Pratiquement toute cette nouvelle production de volaille a été produite dans des fermes industrielles concentrées à l’extérieur des villes principales et intégrées dans les systèmes de production transnationaux. C’est l’endroit de reproduction idéal pour les souches hautement pathogènes de la grippe aviaire – comme la souche H5N1 menaçant d’éclater en pandémie de grippe humaine.2
Néanmoins, les nombreux articles, rapports et documents de stratégie sortant de l’Organisation des Nations Unies pour l’alimentation et l’agriculture (FAO), l’Organisation mondiale de la santé (OMS) et des organismes gouvernementaux compétents contiennent à peine quelques bribes au sujet des implications de la volaille industrielle dans la crise de la grippe aviaire. Au lieu de cela, ils désignent les basses-cours des fermes, avec des appels à des contrôles plus stricts sur leur fonctionnement et à une plus vaste «restructuration» du secteur avicole. Les grosses compagnies de l’industrie avicole essaient même d’utiliser les cas de grippe aviaire comme «occasion» d’éliminer ce qui reste de la production de volaille à petite échelle. «Nous ne pouvons pas contrôler les oiseaux migrateurs mais nous pouvons sûrement mettre toute notre énergie à fermer définitivement autant d’élevages de volaille de ferme que possible» a déclaré Margaret Say, directrice du Conseil pour l’exportation des volailles et des œufs des Etats-Unis pour l’Asie du Sud-Est.
Les réactions de quelques scientifiques ne sont pas moins scandaleuses. Des chercheurs du Royaume-Uni recherchent des poulets transgéniques résistants à la grippe aviaire. «Une fois obtenue l’autorisation réglementaire, nous pensons que cela ne prendra que quatre à cinq ans pour multiplier assez de poulets et remplacer toute la population du monde» a déclaré Laurence Tiley, professeur de virologie moléculaire à l’université de Cambridge.

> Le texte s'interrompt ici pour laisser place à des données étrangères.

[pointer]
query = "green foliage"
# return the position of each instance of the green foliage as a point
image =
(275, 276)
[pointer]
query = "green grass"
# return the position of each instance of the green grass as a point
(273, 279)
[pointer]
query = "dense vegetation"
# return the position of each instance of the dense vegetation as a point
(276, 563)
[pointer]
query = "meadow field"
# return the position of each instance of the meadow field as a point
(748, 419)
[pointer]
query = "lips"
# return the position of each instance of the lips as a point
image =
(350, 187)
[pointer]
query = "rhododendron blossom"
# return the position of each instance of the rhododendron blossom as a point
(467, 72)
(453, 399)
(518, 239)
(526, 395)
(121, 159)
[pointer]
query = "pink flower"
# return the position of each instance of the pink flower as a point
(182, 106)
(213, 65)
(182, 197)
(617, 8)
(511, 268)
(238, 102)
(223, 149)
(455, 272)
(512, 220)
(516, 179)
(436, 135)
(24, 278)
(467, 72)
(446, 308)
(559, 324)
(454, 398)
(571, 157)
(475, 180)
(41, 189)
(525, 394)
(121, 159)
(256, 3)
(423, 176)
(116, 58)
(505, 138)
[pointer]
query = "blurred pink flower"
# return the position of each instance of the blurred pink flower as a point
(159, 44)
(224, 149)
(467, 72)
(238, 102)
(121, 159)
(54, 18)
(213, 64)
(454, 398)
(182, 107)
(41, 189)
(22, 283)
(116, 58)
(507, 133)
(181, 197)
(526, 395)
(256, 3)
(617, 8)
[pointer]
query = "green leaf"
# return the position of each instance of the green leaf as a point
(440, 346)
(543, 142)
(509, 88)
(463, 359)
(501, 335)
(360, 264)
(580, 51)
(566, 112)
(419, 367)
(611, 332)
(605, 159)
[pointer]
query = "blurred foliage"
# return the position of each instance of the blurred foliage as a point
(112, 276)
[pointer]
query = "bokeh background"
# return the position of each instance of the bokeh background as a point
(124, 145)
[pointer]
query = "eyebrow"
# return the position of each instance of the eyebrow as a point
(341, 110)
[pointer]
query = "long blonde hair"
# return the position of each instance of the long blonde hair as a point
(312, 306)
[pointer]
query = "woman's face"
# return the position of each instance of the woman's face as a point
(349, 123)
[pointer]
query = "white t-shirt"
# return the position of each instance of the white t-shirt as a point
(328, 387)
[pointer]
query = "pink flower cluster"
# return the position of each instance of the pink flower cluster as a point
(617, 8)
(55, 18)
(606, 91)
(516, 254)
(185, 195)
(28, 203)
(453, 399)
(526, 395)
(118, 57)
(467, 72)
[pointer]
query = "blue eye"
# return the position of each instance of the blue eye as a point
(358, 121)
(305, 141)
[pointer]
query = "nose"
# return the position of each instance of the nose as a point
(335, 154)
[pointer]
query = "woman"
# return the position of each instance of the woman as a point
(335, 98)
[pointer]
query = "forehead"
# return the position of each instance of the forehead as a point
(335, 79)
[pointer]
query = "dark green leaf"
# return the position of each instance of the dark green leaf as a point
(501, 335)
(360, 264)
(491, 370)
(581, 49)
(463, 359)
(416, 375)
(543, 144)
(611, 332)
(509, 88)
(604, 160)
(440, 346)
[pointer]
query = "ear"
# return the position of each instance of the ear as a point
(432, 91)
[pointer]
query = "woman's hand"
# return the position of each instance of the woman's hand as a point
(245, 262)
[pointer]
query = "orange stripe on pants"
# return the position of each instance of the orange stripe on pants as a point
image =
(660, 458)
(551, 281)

L’élevage à la ferme n’est pas un passe-temps futile pour les populations rurales. C’est le nœud de la sécurité alimentaire et des revenus agricoles pour des centaines de millions de pauvres ruraux en Asie et ailleurs, fournissant un tiers des protéines consommées pour une famille rurale moyenne. Presque toutes les familles rurales en Asie gardent au moins quelques poulets pour la viande, les oeufs et même l’engrais et c’est souvent les seuls animaux d’élevage que les fermiers pauvres peuvent se permettre. La volaille est par conséquent cruciale pour leurs méthodes d’agriculture diversifiée, tout comme la diversité génétique de la volaille des petites fermes est cruciale à la survie à long terme de l’aviculture en général.
La FAO le sait
Avant la crise asiatique de la grippe aviaire, cette organisation vantait les avantages de la volaille de basse-cour pour les populations rurales pauvres et la biodiversité et avait lancé des programmes pour l’encourager. Mais aujourd’hui, avec la souche H5N1 aux portes de l’Europe de l’Ouest, il est plus commun d’entendre la FAO parler des risques de l’élevage de la volaille en basse-cour. C’est une erreur imprudente. En ce qui concerne la grippe aviaire, l’aviculture diversifiée de petite taille est la solution, pas le problème.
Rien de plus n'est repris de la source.